See Ashcroft v. Iqbal, 556 U.S. 662, 678 (2009)(“[t]hreadbare recitals of the elements of a cause of action, supported by mere conclusory statements, do not suffice.”). Count 2 The Eighth Amendment prohibits cruel and unusual punishment of inmates and imposes an obligation upon prison officials to provide them with adequate medical care for serious medical conditions. Arnett v. Webster, 658 F.3d 742, 750 (7th Cir. 2011). A condition is considered sufficiently serious if failure to treat it could result in the unnecessary and wanton infliction of pain.
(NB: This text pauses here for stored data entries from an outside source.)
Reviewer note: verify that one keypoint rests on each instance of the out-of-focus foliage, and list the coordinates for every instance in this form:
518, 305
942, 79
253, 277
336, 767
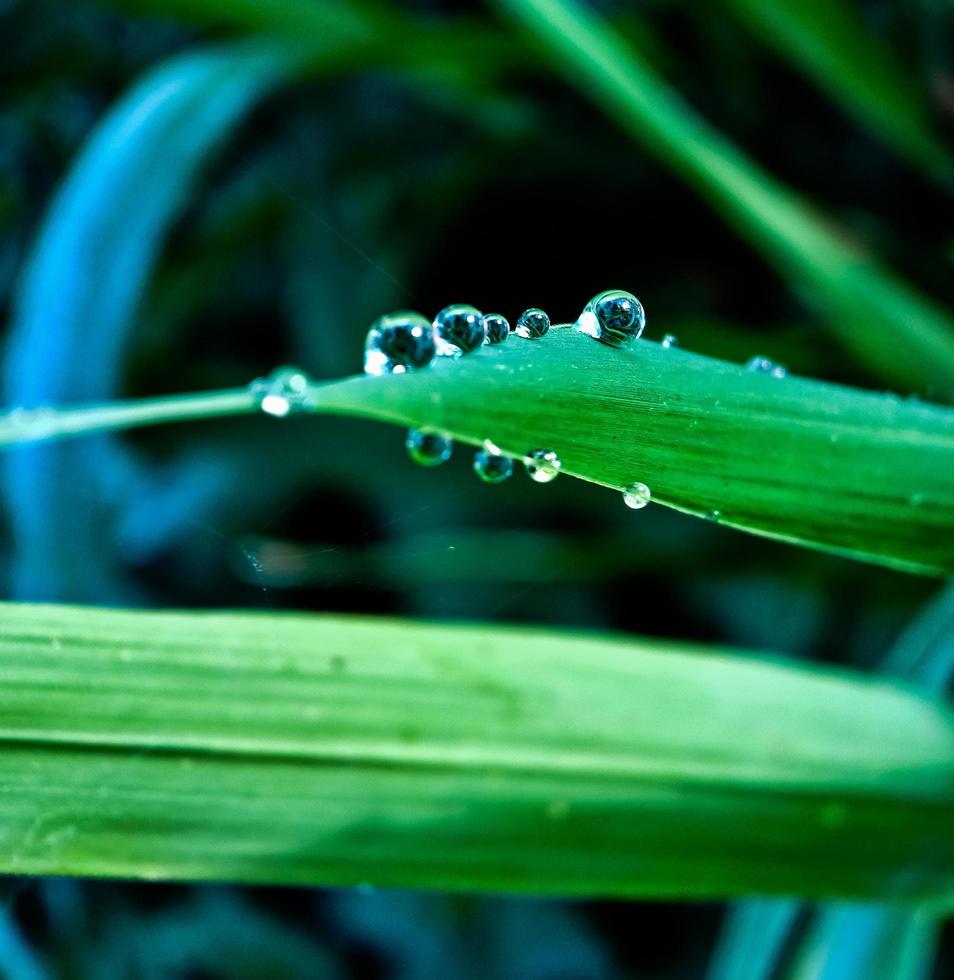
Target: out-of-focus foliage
443, 159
See Gutierrez v. Peters, 111 F.3d 1364, 1373 (7th Cir. 1997). “A prisoner claiming deliberate indifference need not prove that the prison officials intended, hoped for, or desired the

harm that transpired.” Haley v. Gross, 86 F.3d 630, 641 (7th Cir. 1996). It is enough to show the defendants actually knew of a substantial risk of harm to the inmate and acted or failed to act in disregard of that risk. Id. (citing Farmer).